All true wisdom is only to be found far from the dwellings of man, in the great solitudes; and it can only be attained through suffering. Suffering and privation are the only things that can open the mind of man to that which is hidden from his fellows.

Rasmussen took this to heart. I guess Gretel Erhlich did too, as she quoted this passage twice in the book.

One summer, on her way to an island 50 miles northwest of Uummannaq, the airline lost her luggage. With only the clothes on her back and her rucksack of books, she proceed anyway. She traveled several days from hot to cold climate, on planes, helicopters, benches and boats ― with nowhere to bathe, nothing to change into, and the clothes she was wearing souring. On the verge of sleep, she read something from the writings of artist Rockwell Kent:

See me liberated by the blessedness of the disaster from the confinement of the boat, shorn of property, stripped of clothes, wandering, an unknown alien-beachcomber in a generous land.
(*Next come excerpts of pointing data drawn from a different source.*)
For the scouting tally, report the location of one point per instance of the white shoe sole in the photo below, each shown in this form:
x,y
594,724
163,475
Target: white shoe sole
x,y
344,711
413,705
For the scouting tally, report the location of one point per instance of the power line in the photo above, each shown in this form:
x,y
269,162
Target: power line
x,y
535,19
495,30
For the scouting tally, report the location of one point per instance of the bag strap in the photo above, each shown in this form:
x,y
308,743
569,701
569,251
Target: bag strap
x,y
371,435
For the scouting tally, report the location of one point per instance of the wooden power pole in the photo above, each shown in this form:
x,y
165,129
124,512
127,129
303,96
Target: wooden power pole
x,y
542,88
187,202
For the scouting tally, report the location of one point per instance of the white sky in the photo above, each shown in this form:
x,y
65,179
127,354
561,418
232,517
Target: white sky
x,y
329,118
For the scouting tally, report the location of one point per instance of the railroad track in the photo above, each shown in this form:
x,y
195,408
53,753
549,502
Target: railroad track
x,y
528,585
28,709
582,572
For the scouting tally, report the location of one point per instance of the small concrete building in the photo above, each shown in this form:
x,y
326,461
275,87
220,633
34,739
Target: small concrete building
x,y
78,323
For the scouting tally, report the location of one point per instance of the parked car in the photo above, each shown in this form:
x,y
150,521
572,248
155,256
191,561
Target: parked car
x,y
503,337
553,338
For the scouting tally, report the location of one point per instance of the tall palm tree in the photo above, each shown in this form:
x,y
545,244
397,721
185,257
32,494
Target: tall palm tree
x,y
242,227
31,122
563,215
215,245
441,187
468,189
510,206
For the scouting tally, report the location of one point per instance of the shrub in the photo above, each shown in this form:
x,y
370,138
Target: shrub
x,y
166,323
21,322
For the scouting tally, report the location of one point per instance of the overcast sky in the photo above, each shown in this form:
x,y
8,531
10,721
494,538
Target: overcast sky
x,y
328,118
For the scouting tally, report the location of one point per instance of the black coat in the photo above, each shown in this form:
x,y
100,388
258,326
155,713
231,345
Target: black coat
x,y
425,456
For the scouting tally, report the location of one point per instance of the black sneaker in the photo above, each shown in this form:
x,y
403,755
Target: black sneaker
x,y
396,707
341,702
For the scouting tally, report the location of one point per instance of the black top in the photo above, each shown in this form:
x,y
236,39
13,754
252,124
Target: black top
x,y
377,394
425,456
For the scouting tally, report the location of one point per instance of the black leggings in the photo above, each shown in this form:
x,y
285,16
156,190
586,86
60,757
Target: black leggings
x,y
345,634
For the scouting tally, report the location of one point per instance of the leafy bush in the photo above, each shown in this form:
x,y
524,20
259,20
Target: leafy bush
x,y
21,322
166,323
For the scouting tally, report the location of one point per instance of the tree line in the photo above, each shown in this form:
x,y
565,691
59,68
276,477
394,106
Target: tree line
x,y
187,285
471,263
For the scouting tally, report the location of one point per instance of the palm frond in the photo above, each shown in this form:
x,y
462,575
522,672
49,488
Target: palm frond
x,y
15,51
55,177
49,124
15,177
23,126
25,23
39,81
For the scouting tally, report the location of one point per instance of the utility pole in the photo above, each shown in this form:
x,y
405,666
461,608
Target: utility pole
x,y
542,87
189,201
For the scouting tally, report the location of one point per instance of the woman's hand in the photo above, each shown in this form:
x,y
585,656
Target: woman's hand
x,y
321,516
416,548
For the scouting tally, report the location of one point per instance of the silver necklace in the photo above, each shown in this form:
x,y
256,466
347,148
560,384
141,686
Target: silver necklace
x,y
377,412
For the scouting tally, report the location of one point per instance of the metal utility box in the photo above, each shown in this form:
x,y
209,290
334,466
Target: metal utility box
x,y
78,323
It is easy to go to places like Bali, Turkey or Italy these days and call it an adventure. It takes another kind of courage to throw yourself at the extreme edges of the world like the Arctic ― as Gretel Ehrlich did. I wondered at first if it was a kind of death-wish she had. She seems almost wilfully independent. At one point she was supposed to meet her interpreter, whose flight has been delayed and then was nowhere to be found. She loses her luggage, but she continues. In situations like hers, most people might have cancelled their trip, or waited. She went on ahead, a stranger in a brutal climate. (Later she was arrested, even suspected of being a Russian spy.)

There is an open fearlessness in her, though she appears unconscious of this characteristic of herself. Is it because things change when you survive a lightning strike? When you stand at the verge of death and return, the world becomes a little less scary? I wonder. Perhaps I would like to believe so. Ehrlich's peregrinations remind me of the wanderings of Zen monks through the ages, though I suspect none of them went so far to the Arctic North. She is remarkable, though quietly so.

Further Information: Gretel Ehrlich is currently travelling with the year-long Ukiivik Expedition, sponsored by the National Geographic Expeditions Council. They will travel across Arctic Alaska, Nunavut, Greenland, Sapmi (Lapland), as well as western and eastern Siberia. A book, Farthest North: The End of Ice, is supposed to be published by National Geographic. Their progress is also supposed to be updated at: ― but there hasn't been any updates since February 2007.

1 comment:

soleil said...

i cannot stand the cold as well, however, i am fascinated by the obscenely cold and icy places. i have a secret wish to visit antarctica someday to see the penguins and polar bears and ethereal icy landscape.